Video games aren’t mere entertainment. They allow the development of a series of
skills in students that otherwise couldn’t be developed. For instance, in schools,
students usually work alone. Gamers work in community, searching actively for new
information, posting FAQs, discussing in forums and criticizing information they get
[21]. There is an active and increasing competitiveness amongst them, thus
developing their awareness to real activities and social practices. This participation in
social practices, mainly due to virtual words, where people virtually interact with each
other offers a great opportunity to teach and educate many real life aspects.
There are a set of values being developed by playing games, like management
decisions, area expertise, and many others [21], values that are not normally given in
a formal education. This leads to a new model of learning [21]. Nowadays everyone
one with an internet access PDA can use world’s libraries and all the internet-based
social networks. People can now create in as unprecedented way their own learning
trajectories. The future of learning may pass thru simulated worlds.
Despite video games usually do not transmit any learning, being used the correct
way, they can be a very powerful tool to pass on information. There some cases,
however that do transmit some educational information. It’s the case of [22] ITEmperor, a web-based educational game where university level students work in a
virtual production company as trainees. The game development followed a set of rules
that define the content, rules and activities that drive its course.
Figure 2: Screenshot of IT-Emperor [22]
One of the main requirements is the need to simulate corporate reality with the
most accuracy possible. The consumer demand and industry-driven content were
major guidelines in the game development. Also, in the test phase, the game had to
pass from an industry jury that analyzed its accuracy. The game objectives where
evaluated in real environments as a teaching method and, generally, results indicate
that students have positive attitudes about the utilization of games in education [22].
One other example is Metalloman, a three-dimensional immersive learning
environment [23], in the area of bioscience. In relation to advantages of such
platform, preliminary studies [23] to assess learning outcomes were outlined and it
was shown that all subjects’ learning outcomes increased following the completion of
the games’ missions.
As a remark, there are some studies that where made which say that learning from
games is largely unproven [24, 25] but they where based on commercial-of-the-shelf
made games, not in education-specific games. By education-specific games should be
understood games that where specifically developed for educational purposes.
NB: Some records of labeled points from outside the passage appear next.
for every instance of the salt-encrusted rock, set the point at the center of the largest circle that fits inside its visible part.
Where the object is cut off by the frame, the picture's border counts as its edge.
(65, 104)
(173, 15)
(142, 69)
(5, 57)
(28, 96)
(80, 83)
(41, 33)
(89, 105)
In a
more recent work [15], it is shown a survey about the perception of users of serious
games with the objective of skill-improvements related to learning. The results
showed that students where more engaged by games and simulation than by the
traditional approach to learning and also they had fun doing it. The introduction and
use of games and simulations demonstrates the potential for increasing learning
processes traditionally associated with higher-order learning such as analytical and
conceptual skills. In summary, some key advantages of serious games applied to
learning [15]:
1. Increased motivation levels for learners: learners prefer games has a studyaid than any other method, keeping them motivated;
2. Increased learner completion rates through engagement and enjoyment:
learner retention may be improved through the introduction of simulations
and games to support traditional learning and teaching methods;
3. Potential for widening participation: a student excluded from a group due to
language and writing difficulties can again be a member;
4. Use of collaborative learning: if learners are learning in groups they all share
the same collaborative software (game) and thus they can collaborate and cooperate;
5. Efficacy of learning through experience: simulation thru “drill and practice”
can help reduce learning times.
Despite the interest in educational/learning games is growing, there are some
questions that must be answered about this theme [21]. Questions like what is the
underlying body of research associated with educational game development? How to
create a safe and compelling virtual world, adequate for learning? How to teach and
learn in complex domains? According to the author, the most important question of
them all is how the leveraging of knowledge must be made in order to build games
that create the basis for future valuable members of our society.
4.3 Health
Application of serious games in health related issues include, amongst others,
physical fitness, education in health/self-directed care, recovery and rehabilitation,
and diagnosis and treatment of mental illness/mental conditions [18].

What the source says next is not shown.